El maldito abogado solo recibió una de sus llamadas, ya no había contestado, ni respondido a sus emails, ni ningún mensaje. Dudaba mucho que estuviese incomunicado, o que sus mensajes se hubiesen perdido en el universo cibernético. Eso la indignaba, tanto como si el abogado fuera de la confianza de un aristócrata, no le daba permiso a ignorarla.

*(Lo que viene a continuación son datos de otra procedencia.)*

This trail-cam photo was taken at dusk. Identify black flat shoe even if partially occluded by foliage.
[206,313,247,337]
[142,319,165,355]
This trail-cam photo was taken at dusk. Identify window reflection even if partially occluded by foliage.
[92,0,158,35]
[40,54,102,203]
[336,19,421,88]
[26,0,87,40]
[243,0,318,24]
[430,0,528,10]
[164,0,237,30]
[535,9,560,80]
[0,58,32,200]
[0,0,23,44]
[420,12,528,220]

Ella era también parte de una familia muy poderosa. Se recostó en su lugar preferido de su sillón, entonces tuvo una idea. Él abogado le sabía un secreto, era verdad, pero ella también le sabía uno. Hasta ahora no había salido a la luz pública, quién fue la persona que dio la información de la vida de Terry Graham, Siempre podría tener ese detalle a su favor, hasta podría decir que fue Candy, pero empezaría con solucionar lo económico, después ya vería. Por lo primero sólo debía darle una advertencia al abogado, algo con lo que lo tuviera alineado. Después de todo ella era una víctima, que se vio amenazada por un Duque. Una advertencia de asunto que sería visto en la televisión y en las redes si se negaba a darle lo que quería

—Vaya sorpresa —dijo Albert mirando a Terry en la puerta de su oficina, una nueva, grande y bonita que había cambiado a su gustó. Terry se acercó a él y se fundieron en un abrazó. Terry estaba taciturno, ver a Albert, su único y verdadero amigo, le daba tranquilidad, justo lo que necesitaba en ese momento.

— La premier del Teatro es en dos semanas –explicó Terry— Y la cena de inauguración dos días después. ¿Cuento con tigo? —Preguntó, sin mucho entusiasmo.

— Si, por supuesto, pero no te veo muy contento que digamos..., tratándose del proyecto que estuvisteis esperando por más de un año— Terry simplemente se encogió de hombros—. ¿Piensas decirle a Candy ? —preguntó Albert muy atento a las reacciones de su amigo.

—En cualquier caso, tiene que asistir. —Albert levantó una ceja, estaba enterado de los planes de Terry, el lanzamiento de su nueva compañía de Teatro se haría en Chicago. La empresa de los Britther estaba encargándose de la publicidad, pero sin embargo no creía que Candy tuviera que hacerce cargo en ese asunto, cuando había otras personas. — Me ha quedado claro, que lo nuestro no significó nada para ella, pero tendrá que dejar los preparativos de su boda — Ahora Albert abrió los ojos como platos . —Candy firmo un contrato dónde se hace responsable de la publicidad del teatro. ¿Qué pasa?— Preguntó pues Albert lo miraba como si Terry hablará en otro idioma.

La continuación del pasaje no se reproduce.